Berita

Fakultas Ilmu Sosial dan Ilmu Politik (FISIP) Universitas Islam Negeri Sunan Ampel Surabaya mengadakan kuliah tamu yang bertemakan Politik dan Pemerintahan Lokal. Tujuannya adalah untuk meningkatkan wawasan mahasiswa seputar pemerintahan lokal, khususnya terkait bagaimana merencanakan pembangunan daerah yang sistematis, logis, dan terstruktur. Kegiatan ini menghadirkan Dr. Abdul Chalik, M.Ag selaku Dekan FISIP sekaligus Dosen Pengampu Mata Kuliah Politik dan Pemerintahan Lokal serta Safira Herawati, S.Sos. Safira Herawati merupakan lulusan terbaik Prodi Ilmu Politik tahun 2020 yang sekarang telah menjabat sebagai Penata Muda Analis Politik Dalam Negeri Bakesbangpol Pemkab Magetan.

Kuliah tamu bersama praktisi dan alumni ini dilaksanakan melalui zoom meeting pada hari Jum’at, 02 Desember 2022, tepatnya pukul 15.00 hingga 16.00 WIB. Pada kegiatan kuliah tamu ini terdapat sekitar 50 peserta yang merupakan mahasiswa/i Prodi Ilmu Politik semester 3 kelas A, B, dan C.  Kegiatan ini merupakan kelanjutan dari sesi kuliah tamu pertama yang sebelumnya telah diadakan pada hari Rabu, 30 November 2022 pukul 14.00-16.00 WIB.
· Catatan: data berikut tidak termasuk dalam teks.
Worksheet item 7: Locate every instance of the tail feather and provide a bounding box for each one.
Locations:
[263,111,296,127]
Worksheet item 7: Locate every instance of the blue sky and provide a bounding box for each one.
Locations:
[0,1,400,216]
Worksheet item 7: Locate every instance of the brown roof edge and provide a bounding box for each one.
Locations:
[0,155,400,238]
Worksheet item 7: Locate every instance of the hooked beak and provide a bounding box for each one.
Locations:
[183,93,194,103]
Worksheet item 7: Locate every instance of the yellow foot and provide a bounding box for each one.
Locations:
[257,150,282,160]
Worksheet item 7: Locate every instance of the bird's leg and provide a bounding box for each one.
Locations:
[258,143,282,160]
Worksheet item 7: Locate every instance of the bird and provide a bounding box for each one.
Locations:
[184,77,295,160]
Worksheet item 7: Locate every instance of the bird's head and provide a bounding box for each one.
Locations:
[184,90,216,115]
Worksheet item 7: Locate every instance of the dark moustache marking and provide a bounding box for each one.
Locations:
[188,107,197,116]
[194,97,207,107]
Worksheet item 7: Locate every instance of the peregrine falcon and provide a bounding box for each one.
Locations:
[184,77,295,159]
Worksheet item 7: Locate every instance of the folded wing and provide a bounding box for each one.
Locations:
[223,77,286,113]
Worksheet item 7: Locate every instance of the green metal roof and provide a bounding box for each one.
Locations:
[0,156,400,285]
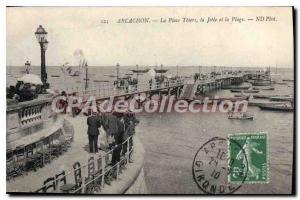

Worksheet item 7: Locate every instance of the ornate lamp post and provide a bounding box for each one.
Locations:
[35,25,49,89]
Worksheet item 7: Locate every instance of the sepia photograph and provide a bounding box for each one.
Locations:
[6,6,296,196]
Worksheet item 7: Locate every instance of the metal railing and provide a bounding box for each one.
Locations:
[36,136,133,193]
[59,73,248,99]
[66,79,185,98]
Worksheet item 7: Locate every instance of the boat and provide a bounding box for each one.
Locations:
[270,95,294,101]
[282,79,294,82]
[234,93,250,98]
[230,89,259,93]
[222,85,251,90]
[93,80,109,83]
[51,74,60,77]
[258,104,294,112]
[276,82,287,85]
[131,68,150,73]
[253,94,274,99]
[252,86,275,90]
[104,74,117,78]
[252,79,272,86]
[248,101,285,106]
[154,69,168,74]
[228,113,254,120]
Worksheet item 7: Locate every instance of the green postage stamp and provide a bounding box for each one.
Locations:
[228,133,269,183]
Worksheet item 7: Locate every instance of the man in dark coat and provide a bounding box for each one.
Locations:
[123,111,139,162]
[103,115,125,165]
[87,112,101,153]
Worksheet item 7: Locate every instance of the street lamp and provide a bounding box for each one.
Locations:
[35,25,49,89]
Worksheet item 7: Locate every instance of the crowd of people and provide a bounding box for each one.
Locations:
[6,81,41,102]
[87,111,139,166]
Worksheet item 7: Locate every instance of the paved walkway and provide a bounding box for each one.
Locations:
[6,116,143,193]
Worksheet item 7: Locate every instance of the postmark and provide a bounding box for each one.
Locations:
[192,137,248,194]
[228,133,269,184]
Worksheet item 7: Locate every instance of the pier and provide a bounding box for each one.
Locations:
[60,72,248,100]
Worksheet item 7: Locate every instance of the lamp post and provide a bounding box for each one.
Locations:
[35,25,49,90]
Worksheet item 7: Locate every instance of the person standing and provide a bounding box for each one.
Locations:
[87,112,101,153]
[104,112,125,166]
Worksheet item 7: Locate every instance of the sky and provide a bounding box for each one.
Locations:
[6,7,294,68]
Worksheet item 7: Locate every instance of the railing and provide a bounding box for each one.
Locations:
[59,73,248,99]
[66,79,184,98]
[36,136,133,193]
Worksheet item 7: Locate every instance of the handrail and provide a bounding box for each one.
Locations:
[35,136,133,193]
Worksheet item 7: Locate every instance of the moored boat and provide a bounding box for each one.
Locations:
[258,104,294,112]
[252,86,275,90]
[230,90,259,93]
[270,95,294,101]
[228,113,254,120]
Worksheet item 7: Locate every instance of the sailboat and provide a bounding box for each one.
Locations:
[60,62,82,76]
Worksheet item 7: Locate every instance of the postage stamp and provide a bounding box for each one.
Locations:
[228,133,269,184]
[192,137,248,194]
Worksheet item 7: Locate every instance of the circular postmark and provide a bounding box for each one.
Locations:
[192,137,248,194]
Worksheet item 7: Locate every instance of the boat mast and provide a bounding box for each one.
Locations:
[116,63,120,80]
[84,63,88,90]
[136,65,139,82]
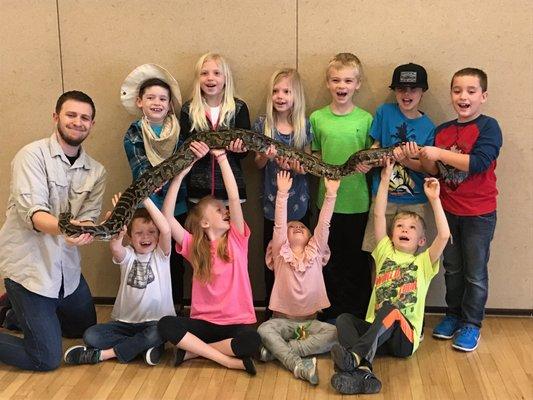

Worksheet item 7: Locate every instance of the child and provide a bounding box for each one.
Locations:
[120,64,187,310]
[258,171,340,385]
[253,68,312,319]
[64,195,176,365]
[158,142,261,375]
[180,53,250,203]
[310,53,372,320]
[362,63,435,251]
[331,160,450,394]
[420,68,502,351]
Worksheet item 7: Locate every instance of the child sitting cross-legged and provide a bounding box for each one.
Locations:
[64,195,176,365]
[258,171,340,385]
[331,160,450,394]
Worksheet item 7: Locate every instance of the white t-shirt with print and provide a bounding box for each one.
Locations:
[111,246,176,323]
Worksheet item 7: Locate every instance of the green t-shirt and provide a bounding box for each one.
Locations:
[366,236,439,353]
[309,105,372,214]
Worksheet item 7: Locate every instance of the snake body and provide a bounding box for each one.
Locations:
[59,129,394,240]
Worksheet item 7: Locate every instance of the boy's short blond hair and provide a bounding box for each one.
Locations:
[326,53,363,80]
[390,210,426,236]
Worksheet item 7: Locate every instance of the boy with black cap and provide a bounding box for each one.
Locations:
[362,63,435,252]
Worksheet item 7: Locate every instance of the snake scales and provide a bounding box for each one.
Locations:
[59,129,394,240]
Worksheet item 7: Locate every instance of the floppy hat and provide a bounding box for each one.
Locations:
[389,63,428,92]
[120,64,181,115]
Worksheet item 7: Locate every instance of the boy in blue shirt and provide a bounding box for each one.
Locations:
[362,63,435,252]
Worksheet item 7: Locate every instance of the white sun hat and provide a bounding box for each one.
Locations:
[120,64,181,115]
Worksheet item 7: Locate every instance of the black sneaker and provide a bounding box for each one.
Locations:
[331,368,381,394]
[63,345,101,365]
[331,343,357,372]
[144,344,165,365]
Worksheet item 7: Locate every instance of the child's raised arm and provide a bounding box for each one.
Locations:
[424,178,450,263]
[373,158,394,243]
[272,170,292,254]
[161,142,209,245]
[143,197,172,255]
[109,193,127,263]
[313,178,341,248]
[211,146,244,235]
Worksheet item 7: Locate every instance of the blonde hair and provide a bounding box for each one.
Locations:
[185,196,231,283]
[189,53,235,132]
[264,68,307,150]
[326,53,363,80]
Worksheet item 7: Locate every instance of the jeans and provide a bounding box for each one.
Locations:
[257,318,337,371]
[0,275,96,371]
[83,321,163,363]
[444,211,496,327]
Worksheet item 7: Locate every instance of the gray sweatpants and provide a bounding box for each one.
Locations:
[257,318,337,371]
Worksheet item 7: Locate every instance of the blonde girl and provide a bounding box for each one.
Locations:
[253,68,312,318]
[158,142,261,375]
[180,53,250,203]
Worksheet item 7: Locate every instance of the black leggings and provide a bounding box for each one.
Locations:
[157,316,261,357]
[337,303,415,365]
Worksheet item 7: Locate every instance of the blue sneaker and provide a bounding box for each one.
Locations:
[433,315,461,339]
[452,325,480,351]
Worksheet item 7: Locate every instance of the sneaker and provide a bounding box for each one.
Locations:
[63,346,101,365]
[331,368,381,394]
[259,346,276,362]
[452,325,480,351]
[433,315,461,339]
[294,357,318,385]
[144,344,165,365]
[331,343,357,372]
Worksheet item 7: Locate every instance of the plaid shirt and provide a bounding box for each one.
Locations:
[124,120,187,215]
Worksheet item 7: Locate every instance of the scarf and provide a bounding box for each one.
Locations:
[141,113,180,167]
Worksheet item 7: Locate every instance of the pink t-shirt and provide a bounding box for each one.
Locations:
[265,192,336,317]
[176,224,257,325]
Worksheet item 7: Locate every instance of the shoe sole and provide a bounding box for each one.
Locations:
[452,340,479,353]
[331,374,381,394]
[144,347,161,366]
[63,344,87,365]
[432,331,457,340]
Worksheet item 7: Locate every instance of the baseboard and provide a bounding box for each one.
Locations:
[93,297,533,317]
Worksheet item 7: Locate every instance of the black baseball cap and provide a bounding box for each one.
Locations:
[389,63,429,92]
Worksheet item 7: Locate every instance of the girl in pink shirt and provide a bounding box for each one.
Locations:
[158,139,261,375]
[258,171,340,385]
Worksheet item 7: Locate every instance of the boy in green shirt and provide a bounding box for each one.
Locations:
[309,53,372,320]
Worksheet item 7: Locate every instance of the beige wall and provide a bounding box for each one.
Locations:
[0,0,533,309]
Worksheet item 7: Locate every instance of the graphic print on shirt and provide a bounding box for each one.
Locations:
[126,260,155,289]
[389,122,416,196]
[375,258,418,312]
[437,144,468,190]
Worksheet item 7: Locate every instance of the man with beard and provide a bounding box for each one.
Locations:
[0,91,106,371]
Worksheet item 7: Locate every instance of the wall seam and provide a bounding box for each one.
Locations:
[296,0,300,71]
[56,0,65,93]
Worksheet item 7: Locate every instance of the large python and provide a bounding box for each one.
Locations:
[59,129,394,240]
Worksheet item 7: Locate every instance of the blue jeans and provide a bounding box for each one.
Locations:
[444,211,496,327]
[83,321,164,363]
[0,276,96,371]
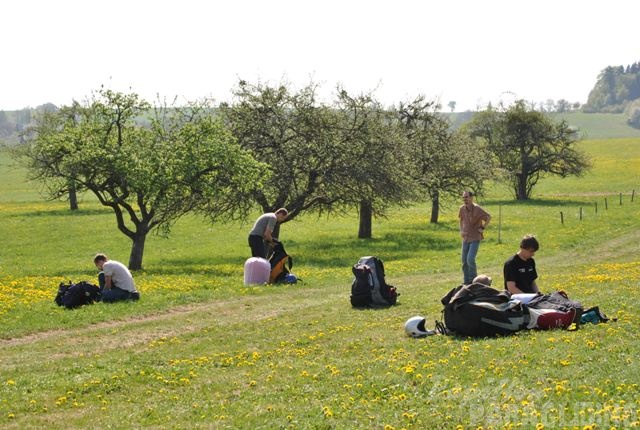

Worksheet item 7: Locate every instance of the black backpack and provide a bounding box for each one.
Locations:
[351,256,399,308]
[54,281,101,309]
[441,283,529,337]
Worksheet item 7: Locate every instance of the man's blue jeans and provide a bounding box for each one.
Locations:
[98,272,140,303]
[462,240,480,284]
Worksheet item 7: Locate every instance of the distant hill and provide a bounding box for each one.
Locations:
[551,112,640,139]
[582,63,640,113]
[441,111,640,139]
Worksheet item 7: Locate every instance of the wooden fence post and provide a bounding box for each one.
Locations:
[498,204,502,243]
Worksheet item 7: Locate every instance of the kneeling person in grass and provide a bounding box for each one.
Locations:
[93,254,140,303]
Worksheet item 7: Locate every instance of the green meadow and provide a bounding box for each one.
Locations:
[0,137,640,430]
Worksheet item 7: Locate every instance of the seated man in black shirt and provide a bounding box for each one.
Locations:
[504,235,540,294]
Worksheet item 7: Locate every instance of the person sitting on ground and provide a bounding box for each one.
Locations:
[93,254,140,303]
[503,235,540,294]
[249,208,289,258]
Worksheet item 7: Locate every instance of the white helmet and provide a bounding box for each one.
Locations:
[404,316,434,337]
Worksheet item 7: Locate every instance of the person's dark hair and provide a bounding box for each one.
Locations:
[276,208,289,216]
[93,254,109,263]
[520,234,540,251]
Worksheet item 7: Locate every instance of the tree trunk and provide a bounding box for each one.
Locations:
[516,175,529,200]
[431,191,440,224]
[69,181,78,211]
[129,232,147,270]
[358,200,373,239]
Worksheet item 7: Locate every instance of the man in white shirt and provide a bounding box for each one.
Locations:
[93,254,140,303]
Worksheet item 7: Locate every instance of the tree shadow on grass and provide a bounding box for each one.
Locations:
[8,208,113,218]
[491,199,589,207]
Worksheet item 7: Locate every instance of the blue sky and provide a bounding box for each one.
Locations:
[0,0,640,110]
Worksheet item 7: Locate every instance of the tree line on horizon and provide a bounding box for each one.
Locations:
[583,62,640,128]
[7,81,589,270]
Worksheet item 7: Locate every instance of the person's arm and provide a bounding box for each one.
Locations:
[262,226,273,243]
[531,281,540,293]
[507,281,522,294]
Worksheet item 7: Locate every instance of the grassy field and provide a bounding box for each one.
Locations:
[0,139,640,429]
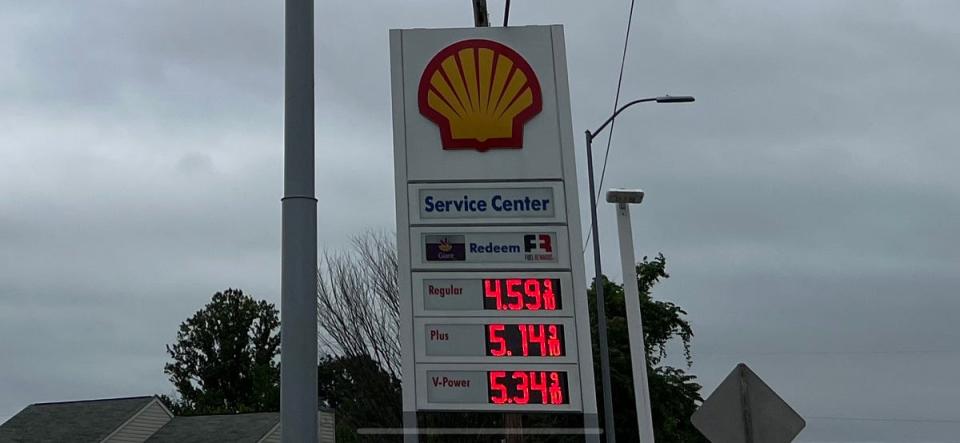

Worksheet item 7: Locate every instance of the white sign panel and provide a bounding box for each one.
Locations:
[410,226,570,270]
[412,271,574,317]
[390,26,597,420]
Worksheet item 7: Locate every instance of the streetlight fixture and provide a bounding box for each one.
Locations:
[607,189,654,443]
[586,95,694,443]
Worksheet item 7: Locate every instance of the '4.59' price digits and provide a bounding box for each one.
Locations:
[483,278,560,311]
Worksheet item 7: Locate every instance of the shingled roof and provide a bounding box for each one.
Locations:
[147,412,280,443]
[0,396,154,443]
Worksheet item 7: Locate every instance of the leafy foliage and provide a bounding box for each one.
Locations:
[588,254,707,442]
[163,289,280,415]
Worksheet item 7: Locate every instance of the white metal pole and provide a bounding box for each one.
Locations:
[280,0,317,443]
[616,203,654,443]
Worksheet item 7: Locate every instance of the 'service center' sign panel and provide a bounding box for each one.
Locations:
[390,26,596,414]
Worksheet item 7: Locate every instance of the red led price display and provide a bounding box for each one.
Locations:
[483,278,561,311]
[487,371,570,405]
[485,323,566,357]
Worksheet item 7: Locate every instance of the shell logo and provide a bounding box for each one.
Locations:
[418,39,543,152]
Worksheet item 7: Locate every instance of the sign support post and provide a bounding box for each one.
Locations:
[280,0,317,443]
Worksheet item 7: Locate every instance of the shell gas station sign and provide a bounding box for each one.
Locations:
[390,25,597,424]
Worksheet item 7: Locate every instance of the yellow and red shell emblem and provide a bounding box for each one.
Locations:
[418,39,543,151]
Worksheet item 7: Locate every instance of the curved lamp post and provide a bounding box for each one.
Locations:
[586,95,694,443]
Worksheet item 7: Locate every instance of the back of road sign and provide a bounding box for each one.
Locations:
[390,25,597,427]
[690,363,806,443]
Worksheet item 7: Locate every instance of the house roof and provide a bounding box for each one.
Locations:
[147,412,280,443]
[0,396,154,443]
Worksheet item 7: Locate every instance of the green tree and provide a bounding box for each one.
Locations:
[317,355,403,442]
[588,254,707,443]
[163,289,280,415]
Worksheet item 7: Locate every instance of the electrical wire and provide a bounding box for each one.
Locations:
[583,0,636,254]
[803,416,960,424]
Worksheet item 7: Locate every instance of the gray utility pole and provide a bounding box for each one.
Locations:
[607,189,654,443]
[586,95,694,443]
[280,0,317,443]
[587,130,617,443]
[473,0,490,28]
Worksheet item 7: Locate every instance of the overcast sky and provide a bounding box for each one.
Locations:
[0,0,960,442]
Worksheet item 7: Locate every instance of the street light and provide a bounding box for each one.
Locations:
[607,189,654,443]
[586,95,694,443]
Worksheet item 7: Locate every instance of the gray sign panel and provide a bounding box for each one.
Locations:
[413,271,575,317]
[417,186,557,219]
[427,371,487,404]
[423,278,483,311]
[423,324,486,356]
[690,363,806,443]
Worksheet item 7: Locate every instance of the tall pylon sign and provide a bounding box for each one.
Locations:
[390,25,597,423]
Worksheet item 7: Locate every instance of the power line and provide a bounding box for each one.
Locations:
[696,349,960,356]
[803,416,960,424]
[583,0,636,254]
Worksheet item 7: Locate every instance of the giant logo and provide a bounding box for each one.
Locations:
[418,39,543,151]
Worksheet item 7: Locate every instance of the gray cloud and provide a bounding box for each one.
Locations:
[0,0,960,442]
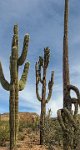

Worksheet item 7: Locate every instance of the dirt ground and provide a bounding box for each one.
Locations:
[0,127,61,150]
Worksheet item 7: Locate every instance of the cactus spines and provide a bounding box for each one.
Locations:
[58,0,80,150]
[35,47,54,145]
[57,108,80,150]
[0,25,29,150]
[63,0,80,111]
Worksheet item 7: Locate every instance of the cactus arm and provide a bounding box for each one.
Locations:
[46,71,54,103]
[0,62,10,91]
[18,34,29,66]
[63,108,77,129]
[36,82,42,102]
[19,62,29,91]
[12,25,18,49]
[57,109,68,132]
[67,85,80,106]
[35,62,42,102]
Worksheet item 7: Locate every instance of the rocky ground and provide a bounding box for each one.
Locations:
[0,113,62,150]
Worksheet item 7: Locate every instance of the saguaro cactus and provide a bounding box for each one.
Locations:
[0,25,29,150]
[35,47,54,145]
[58,0,80,150]
[63,0,80,113]
[57,108,80,150]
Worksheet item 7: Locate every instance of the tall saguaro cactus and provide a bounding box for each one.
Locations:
[58,0,80,150]
[0,25,29,150]
[35,47,54,145]
[63,0,80,113]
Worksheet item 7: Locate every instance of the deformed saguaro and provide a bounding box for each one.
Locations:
[0,25,29,150]
[35,47,54,145]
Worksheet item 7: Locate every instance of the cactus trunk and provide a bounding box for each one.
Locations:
[35,47,54,145]
[58,0,80,150]
[0,25,29,150]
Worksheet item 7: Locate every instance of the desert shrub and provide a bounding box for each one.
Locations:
[19,118,39,132]
[0,121,9,146]
[45,109,63,150]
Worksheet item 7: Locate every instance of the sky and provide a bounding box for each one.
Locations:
[0,0,80,117]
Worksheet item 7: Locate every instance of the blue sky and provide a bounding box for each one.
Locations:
[0,0,80,116]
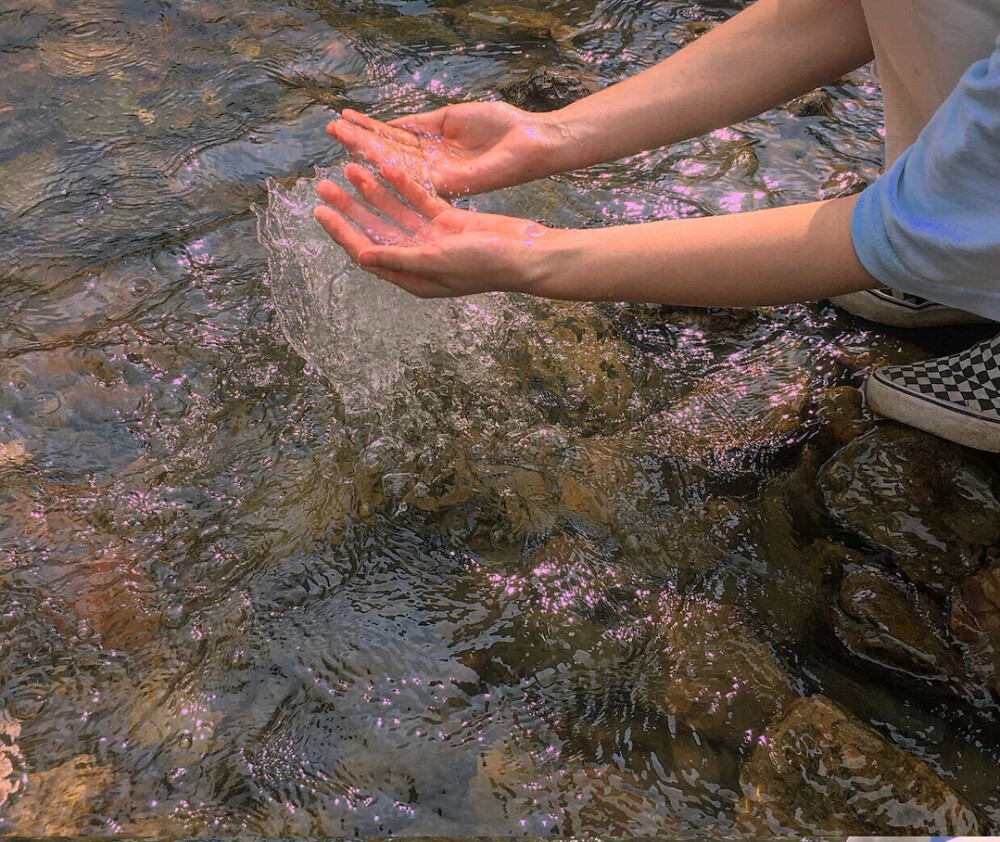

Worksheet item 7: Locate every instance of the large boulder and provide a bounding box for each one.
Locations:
[950,563,1000,698]
[836,568,966,690]
[637,598,798,752]
[738,696,980,836]
[819,426,1000,597]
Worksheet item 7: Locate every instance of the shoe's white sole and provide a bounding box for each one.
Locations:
[830,292,991,327]
[865,371,1000,453]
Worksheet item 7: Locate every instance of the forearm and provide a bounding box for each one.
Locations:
[549,0,872,171]
[524,196,877,307]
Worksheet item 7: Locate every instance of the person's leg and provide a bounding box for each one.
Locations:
[830,287,990,327]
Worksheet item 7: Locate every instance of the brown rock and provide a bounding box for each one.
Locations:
[819,168,868,199]
[819,426,1000,596]
[817,386,872,446]
[648,334,814,472]
[3,755,112,836]
[785,89,833,117]
[640,599,798,750]
[950,563,1000,697]
[497,67,597,111]
[737,696,979,836]
[836,569,965,681]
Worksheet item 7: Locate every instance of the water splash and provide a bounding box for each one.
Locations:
[258,162,516,415]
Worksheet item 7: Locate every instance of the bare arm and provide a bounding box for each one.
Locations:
[524,196,877,307]
[316,164,876,306]
[550,0,872,171]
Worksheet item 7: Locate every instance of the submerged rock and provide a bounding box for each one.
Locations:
[819,167,868,199]
[0,755,114,836]
[442,0,575,41]
[0,710,28,816]
[738,696,980,836]
[819,426,1000,596]
[949,563,1000,698]
[836,569,965,681]
[816,386,873,447]
[648,341,815,473]
[497,67,597,111]
[785,89,833,117]
[638,599,798,751]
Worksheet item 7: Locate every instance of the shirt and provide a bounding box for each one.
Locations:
[851,0,1000,320]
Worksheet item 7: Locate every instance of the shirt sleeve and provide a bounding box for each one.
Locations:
[851,38,1000,321]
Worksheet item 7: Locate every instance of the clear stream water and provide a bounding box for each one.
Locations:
[0,0,1000,836]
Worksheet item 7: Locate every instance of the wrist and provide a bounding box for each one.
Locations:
[517,228,601,301]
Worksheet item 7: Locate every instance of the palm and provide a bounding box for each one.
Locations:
[327,102,532,196]
[316,164,549,296]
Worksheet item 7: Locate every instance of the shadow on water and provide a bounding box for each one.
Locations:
[0,0,1000,839]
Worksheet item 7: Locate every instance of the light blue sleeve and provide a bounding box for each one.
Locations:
[851,38,1000,321]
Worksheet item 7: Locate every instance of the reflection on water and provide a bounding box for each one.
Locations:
[0,0,1000,836]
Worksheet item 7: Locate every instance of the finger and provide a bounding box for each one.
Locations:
[387,106,448,137]
[344,164,429,232]
[368,269,454,298]
[316,180,411,244]
[313,205,372,264]
[341,109,418,147]
[326,119,398,163]
[360,246,440,281]
[379,164,451,219]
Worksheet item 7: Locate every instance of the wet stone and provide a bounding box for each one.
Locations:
[836,569,965,683]
[816,386,872,447]
[785,90,833,117]
[737,696,980,836]
[444,0,574,41]
[497,67,597,111]
[819,167,868,199]
[638,599,798,751]
[819,426,1000,596]
[0,755,113,836]
[949,563,1000,698]
[647,341,817,474]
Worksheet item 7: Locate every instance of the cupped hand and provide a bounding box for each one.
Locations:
[315,164,557,298]
[326,102,558,196]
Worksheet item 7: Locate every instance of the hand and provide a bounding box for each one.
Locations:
[315,164,558,298]
[326,102,559,196]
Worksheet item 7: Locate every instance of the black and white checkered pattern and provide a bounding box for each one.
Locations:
[872,335,1000,416]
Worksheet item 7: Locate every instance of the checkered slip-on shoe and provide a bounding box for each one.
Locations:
[865,335,1000,453]
[830,287,990,327]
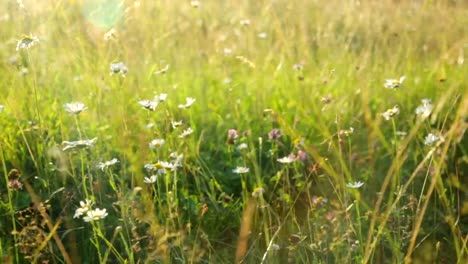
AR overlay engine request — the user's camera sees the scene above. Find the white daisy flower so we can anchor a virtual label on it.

Acara dibuka dengan sambutan oleh Bapak Dekan disambung dengan Bu Aniek Nurhayati selaku Wadek 2 memberikan sepatah dua patah kata. Dalam bincang santai itu Pak Chalik menyampaikan bahwa kuliah tamu virtual ini diadakan selain untuk menambah pengetahuan, juga untuk memberi semangat dan motivasi kepada mahasiswa semester 3. Sambutan yang disampaikan oleh Ibu Aniek sebagai dosen pengampu mata kuliah Politik dan Pemerintahan Lokal menjelaskan bahwa senang ada teman alumni yang bisa terjun langsung menjadi praktisi dan dapat menyalurkan ilmunya kepada adik-adiknya di semester 3.

Selanjutnya adalah pemaparan materi oleh Safira Herawati, ia menjelaskan bahwa sistem pemerintahan di Indonesia pada umumnya terdiri dari dua jenis, yaitu (1) sentralisasi, merupakan pemusatan seluruh wewenang kepada jajaran pemerintahan di tingkat tertinggi secara hierarkis; dan (2) desentralisasi, merupakan penyerahan wewenang kepada pengelola-pengelola di tingkat hierarkis yang lebih rendah untuk mengatur dan mengurus pemerintahan. Selain itu Safira juga menyebutkan sinergitas antara kepala daerah dan pemangku kepentingan sebagai aktor pemerintahan lokal serta menjabarkan pendekatan yang biasa digunakan dalam politik pemerintahan seperti teknokratik, partisipatif, politis, top down, dan bottom up.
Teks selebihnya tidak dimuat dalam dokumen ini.